Partisan de l’unité canadienne, Mark Carney a comparé cette consultation au référendum sur le Brexit de 2016, soulignant que les Britanniques, “10 ans plus tard, essaient toujours de défaire ce pour quoi (ils) ne pensaient pas avoir voté”.

La dirigeante de l’Alberta, la conservatrice Danielle Smith, a annoncé le 21 mai la tenue d’un référendum susceptible d’ouvrir la voie à “un processus légal” pour l’indépendance de cette province de l’ouest qui produisait en 2024 plus de 80 % du brut canadien.

Une pétition a été déposée en mai avec 300 000 signatures d’Albertains favorables à l’organisation d’un référendum. Une juge a invalidé cette pétition, mais la dirigeante Danielle Smith estime que cela ne l’empêche pas d’organiser un scrutin en fin d’année car celui-ci ne serait, même approuvé, qu’une première étape en direction de l’indépendance.

Les partisans de ce projet, environ 30 % des Albertains selon un dernier sondage, dénoncent ce qu’ils considèrent être la trop grande influence d’Ottawa sur leurs ressources énergétiques ainsi que la place trop importante accordée aux considérations environnementales.

Mark Carney, du parti libéral (centre-gauche), a en outre déclaré qu’il avait “déjà commencé à faire campagne pour l’unité canadienne” en proposant “un fédéralisme coopératif avec l’Alberta, le Québec et toutes les provinces et territoires”.

Au-delà de l’Alberta, le Québec tiendra en octobre des élections provinciales qui pourraient porter au pouvoir le Parti québécois, indépendantiste, pour l’heure en tête dans les sondages et qui propose aussi la tenue d’un référendum.

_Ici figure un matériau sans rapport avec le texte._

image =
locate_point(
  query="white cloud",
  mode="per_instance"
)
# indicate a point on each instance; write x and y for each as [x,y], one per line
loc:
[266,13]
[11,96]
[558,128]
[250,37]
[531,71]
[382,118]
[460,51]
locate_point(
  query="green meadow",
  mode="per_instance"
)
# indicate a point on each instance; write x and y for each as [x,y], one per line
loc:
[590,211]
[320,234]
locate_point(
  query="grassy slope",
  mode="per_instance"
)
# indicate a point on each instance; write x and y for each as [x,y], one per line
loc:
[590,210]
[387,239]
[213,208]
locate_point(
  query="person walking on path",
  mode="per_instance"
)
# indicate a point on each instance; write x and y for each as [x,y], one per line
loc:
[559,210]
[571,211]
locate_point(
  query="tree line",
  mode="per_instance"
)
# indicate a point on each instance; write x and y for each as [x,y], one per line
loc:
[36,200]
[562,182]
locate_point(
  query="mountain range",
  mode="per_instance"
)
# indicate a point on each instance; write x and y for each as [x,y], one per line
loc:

“Les Canadiens peuvent réfléchir” aux résultats des précédents référendums au Québec, a averti Mark Carney en référence aux consultations sur l’indépendance de la province francophone de 1980 et 1995, tous deux perdus par les partisans de la séparation.

“Les Canadiens prennent soin les uns des autres. C’est particulièrement important en ce moment”, a aussi souligné le Premier ministre dans ce contexte de tensions avec les États-Unis depuis le retour au pouvoir de Donald Trump l’an dernier.